Using NLP to Classify Articles about Intimate Partner Violence
For my capstone project, I worked with a group of other students that were sponsored by an organization that works with law enforcement and local communities to reduce intimate partner violence (IPV) in cities across the country. The CDC defines IPV as physical, sexual, or psychological harm by a current or former partner or spouse. I chose to work on this project for two reasons. One is that there is a human element to the data that makes it unique from the other datasets that I have worked with before. The second is that it allows me to use my skills to help an organization that does incredible things. One problem that my sponsor has encountered is that there is not a central repository that collects all of the instances of IPV. A couple of people in my group were working on classifying crime articles as IPV or non-IPV related, and I wanted to see if it would be possible to take the IPV related articles and use natural language processing (NLP) to make classifications using the text from each article.
One source of information about IPV that I found was Everytown for Gun Safety, and while researching that group I encountered a study in the form of a census on domestic violence that involved gun homicides in Arizona from 2009 to 2013. The PDF for that study has an appendix with 100 IPV instances, and each instance contains a summary of the occurrence as well as classifications of the instance like whether it involved a shooter suicide or a shooter with a history of domestic violence. I wanted to use these classifications as the responses for the models that I would build using NLP.
Using this PDF, I wrote a parser to grab the contents of the appendix. The parser was a challenge because of the way the text was formatted in three columns that did not always align. But I was able to work around that, and extract a dataset with 100 instances of IPV. Each instance had an associated city, date, text summary, and additional classifiers.
Gathering Articles About Each Incident
From each of these incidents, I used name entity extraction on the text summary to get the full names of everyone involved. For named entity extraction I used both the NLTK and Spacy modules since I found that while individually they missed some of the names, combining the results from the two modules gave a more complete list. With a list of names for each incident I used Microsoft’s Bing API to search for news articles with the full names as keywords. I gathered the urls from the top ten search results and filtered them to remove certain domains like Facebook, Youtube, and the Yellow Pages that were unlikely to contain news about the incident.

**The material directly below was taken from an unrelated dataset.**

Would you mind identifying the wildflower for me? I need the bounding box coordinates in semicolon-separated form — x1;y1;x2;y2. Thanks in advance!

Once I had a set of urls for each incident, I used BeautifulSoup to retrieve the text from each of the urls. With that it was possible to filter the stories to include only the ones were related to the IPV incident. After filtering out the unrelated articles, I had 187 articles about 86 of the incidents that were in the Everytown PDF. I then made the decision to score each article based on the number of times the names from the incident appeared in the article along with typical IPV related words like ”tragedy,” “ gun,” and “shot.” The article with highest number of keywords was selected as the article to do NLP analysis on. In the event of a tie, the longest article would be selected.

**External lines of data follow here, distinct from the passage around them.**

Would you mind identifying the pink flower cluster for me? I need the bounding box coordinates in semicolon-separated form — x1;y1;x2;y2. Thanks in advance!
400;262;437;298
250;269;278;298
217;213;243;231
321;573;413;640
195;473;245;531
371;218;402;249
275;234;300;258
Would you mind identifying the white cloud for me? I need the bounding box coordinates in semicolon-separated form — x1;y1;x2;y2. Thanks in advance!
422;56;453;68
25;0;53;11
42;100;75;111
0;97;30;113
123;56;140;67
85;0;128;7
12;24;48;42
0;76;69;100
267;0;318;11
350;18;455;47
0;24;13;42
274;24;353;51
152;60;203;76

Using NLP to Classify Each Incident
With the list of the news articles, I used a term frequency-inverse document frequency (TF-IDF) vectorizer to generate the features for a model that would use a stochastic gradient descent classifier. I employed grid search cross-validation to choose the optimal hyperparameters for each model, and two models were generated with shooter suicide and history of domestic violence as the response for each one. By looking at the value of the coefficients from the models, it’s possible to find the words that are most likely to influence the prediction for each response. The shooter suicide model highlights the words “second degree murder,” “manslaughter,” “charged,” and “ran.” This shows that the model picks up on the fact that if an article mentions someone being charged with crime for the incident then the shooter was captured alive, and the accuracy for this model was about 88%. The domestic violence model highlights the words “order protection,” “judge,” “obtained,” and “convicted.” This shows that the model was influenced by mention of a restraining order being obtained or that the murderer was previously convicted of another crime. The accuracy for this model was 72%.
The accuracy rates for the models could definitely be improved with a larger dataset since typical NLP based classifiers use much larger collections of text for training, and mine had less than 100 articles. Other than a larger dataset, future development could also include using different models, such as Multinomial Naive Bayes, or a training set could based on a combination of IPV and non-IPV related articles. Overall these models were just a prototype to show the sponsoring organization what type of classifications could be built on the work that others in my group were doing to obtain IPV related news articles. By combining that article filtering with my classifiers. it could be possible to begin the creation of the type of central database of IPV related incidents that they believe is missing from their work.